One of the key success factor of Akashganga is the customer focus and Sulax had it clear in his mind right from the beginning. “Most of the users of my product are illiterate farmers and they are not confident with technology so it needed to be a simple product. That’s why, when they saw the first prototype, they were happy to understand how technology could improve their lives,” says Sulax. Through this automatic system which measured the milk collection in a precise way, nobody could speculate them and fair prices needed to be applied. This was an important step forward for the entire sector.
20 years later, Akashganga matured and has a lot of experience in the sector and they kept developing better and better products. “To be great in this sector you need to be a fast learner and implementer. The development time needed to create a technology has to be as fast as possible to be competitive,” says Sulax.
Akashganga is currently present in 4534 rural villages across the country, is working with 4,50,000 families. This success has not come very easy. “India is a vast country with people with a lot of competencies, but very few of them are ready to experience the rural part of our country. And this means that we do not have enough manpower sometimes: that’s why we are trying to build local manpower to overcome this problem.”
Sulax is a social entrepreneur and he is absolutely proud of it.

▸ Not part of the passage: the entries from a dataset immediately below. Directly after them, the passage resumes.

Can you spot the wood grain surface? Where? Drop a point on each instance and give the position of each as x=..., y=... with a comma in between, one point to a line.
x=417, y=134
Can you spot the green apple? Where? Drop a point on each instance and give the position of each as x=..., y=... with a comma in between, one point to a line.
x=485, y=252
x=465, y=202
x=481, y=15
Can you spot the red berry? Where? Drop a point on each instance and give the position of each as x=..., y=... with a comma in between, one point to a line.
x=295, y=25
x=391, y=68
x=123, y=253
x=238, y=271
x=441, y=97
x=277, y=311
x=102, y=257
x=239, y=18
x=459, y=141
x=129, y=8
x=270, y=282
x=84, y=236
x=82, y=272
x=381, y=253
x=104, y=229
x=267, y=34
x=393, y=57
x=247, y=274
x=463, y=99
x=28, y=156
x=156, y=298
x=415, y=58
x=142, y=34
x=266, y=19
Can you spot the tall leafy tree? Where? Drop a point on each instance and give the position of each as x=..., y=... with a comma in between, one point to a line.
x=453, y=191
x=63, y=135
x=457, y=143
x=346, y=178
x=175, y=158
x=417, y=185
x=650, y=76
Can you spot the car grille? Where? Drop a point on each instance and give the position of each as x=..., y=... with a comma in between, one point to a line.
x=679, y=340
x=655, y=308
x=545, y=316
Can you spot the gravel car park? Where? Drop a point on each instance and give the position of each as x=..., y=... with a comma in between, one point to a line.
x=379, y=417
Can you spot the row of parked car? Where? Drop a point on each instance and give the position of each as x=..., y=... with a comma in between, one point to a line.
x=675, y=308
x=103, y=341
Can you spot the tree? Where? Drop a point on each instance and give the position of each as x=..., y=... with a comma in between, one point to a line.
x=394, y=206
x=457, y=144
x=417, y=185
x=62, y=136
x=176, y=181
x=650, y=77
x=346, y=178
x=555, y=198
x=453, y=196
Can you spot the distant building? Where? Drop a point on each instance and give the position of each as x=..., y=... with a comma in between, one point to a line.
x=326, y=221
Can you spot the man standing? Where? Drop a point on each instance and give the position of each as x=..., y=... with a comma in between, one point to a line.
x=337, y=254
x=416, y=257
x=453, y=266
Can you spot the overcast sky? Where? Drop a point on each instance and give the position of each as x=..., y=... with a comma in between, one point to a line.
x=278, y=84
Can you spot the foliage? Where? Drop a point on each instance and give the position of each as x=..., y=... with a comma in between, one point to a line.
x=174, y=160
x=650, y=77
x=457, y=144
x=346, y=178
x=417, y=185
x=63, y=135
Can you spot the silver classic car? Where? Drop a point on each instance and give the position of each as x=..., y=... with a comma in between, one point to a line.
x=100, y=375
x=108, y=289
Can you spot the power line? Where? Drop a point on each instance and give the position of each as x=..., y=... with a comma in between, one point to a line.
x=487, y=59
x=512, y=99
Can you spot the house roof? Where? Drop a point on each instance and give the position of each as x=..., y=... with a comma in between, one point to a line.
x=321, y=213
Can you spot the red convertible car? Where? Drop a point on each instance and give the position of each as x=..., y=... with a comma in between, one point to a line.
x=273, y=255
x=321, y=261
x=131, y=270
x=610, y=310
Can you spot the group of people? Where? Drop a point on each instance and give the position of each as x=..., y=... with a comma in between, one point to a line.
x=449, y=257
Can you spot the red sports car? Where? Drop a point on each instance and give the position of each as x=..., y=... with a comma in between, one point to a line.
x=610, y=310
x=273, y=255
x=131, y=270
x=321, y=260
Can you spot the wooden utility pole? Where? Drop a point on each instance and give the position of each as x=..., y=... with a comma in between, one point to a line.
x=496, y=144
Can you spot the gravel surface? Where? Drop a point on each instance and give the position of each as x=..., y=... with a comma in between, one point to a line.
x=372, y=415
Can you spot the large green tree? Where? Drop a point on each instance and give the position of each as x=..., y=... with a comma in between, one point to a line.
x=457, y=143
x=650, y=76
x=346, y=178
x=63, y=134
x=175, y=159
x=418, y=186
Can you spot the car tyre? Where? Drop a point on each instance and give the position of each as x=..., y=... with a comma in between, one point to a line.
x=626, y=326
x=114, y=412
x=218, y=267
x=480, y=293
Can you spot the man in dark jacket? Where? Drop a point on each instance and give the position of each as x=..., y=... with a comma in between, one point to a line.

He could have chosen another job in the corporate sector that would help him to get richer than now, but he doesn’t regret it at all. “I’m earning doing my business and I’m a social entrepreneur who is helping the community. I do believe that when we have some skills we should use them to serve the entire community,” says Sulax.
For him, being a social entrepreneur, is not a job, is a vision, a mission and is completely aligned to his values. “Be as ethical as possible while delivering the social benefit to the society. A social entrepreneur should have his/her primary focus as giving it back to the community. Initially this should be even more important than growing your business”.